How does assist people to develop and execute strategies?
  • I think most people start using StratNavApp thinking it is just a collection of useful templates encompassing strategy development and execution best practice.
  • Whilst most people engaged in strategy are familiar with the underlying models, my experience is that many don't really understand how the models interact with each other to produce a coherent flow of logic leading to a well-formulated strategy.
  • Because StratNavApp is built on top of an integrated project repository, it is able to make those links explicit and actionable.

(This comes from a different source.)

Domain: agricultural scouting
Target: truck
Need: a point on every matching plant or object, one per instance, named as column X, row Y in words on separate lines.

  • In fact, as much as StratNavApp can highlight the flow of logic, it can also highlight any gaps or misalignments in the logic. In my own consulting work it often helps me to identify where I have attempted to shortcut the process and then got it wrong, and then it helps me to fix it again.
  • Lastly, one of the big criticisms of strategy is that it is usually an annual process, which results in a thick document which is immediately out date and sits gathering dust on a shelf until the next annual process. Because StratNavApp is an ongoing collaboration all the way from analysis to monitoring the results of delivering the strategy, it never becomes a 'dead document' and the built-in feedback mechanism makes strategy more of an ongoing process.
What do you think challenges clients most in developing and executing strategy?
  • I think that the biggest challenge is not the strategy discipline itself, assuming the people you are working with are properly trained and educated.
  • The first challenge is 'articulation' - a lot of what gets passed off as strategy is really high-level and vague. It reads well, but it lacks enough substance to be executable. Execution becomes like 'trying to nail jelly to the wall'. This is usually because a lack of confidence in the insights, or because people avoid conflict by falling back on 'artfully vague' wording which covers over the underlying disagreements. The way that the tools are strung together in StraNavApp makes it harder to do this.
  • The second big challenge is 'stakeholder management' - strategy tends to be decided amongst senior executives who are usually very intelligent and headstrong but who have different worldviews having had different career experiences. Strategy involves change, and change inevitably creates winners and losers (or even just bigger winners and smaller winners). Winning and losing has real consequences for individuals in terms of prestige and pay. So whilst we think strategy is a rational process, it is clouded by power-political self-interest.
What advice do you give students learning about strategy?
  • For me, a key driver is curiosity coupled with a 'disrespect' for boundaries.
  • When you start your career you typically have a job with prescribed boundaries.
  • Why I think I ended up in strategy is because I was always curious about how my role related to things outside of that boundary.
  • I think as a strategist, you need to be a specialist in the discipline of strategy, but also have the curiosity of a generalist wanting to understand how all the other disciplines work together to achieve success. 
Many thanks to Sonia for recording the interview and allowing me to publish it.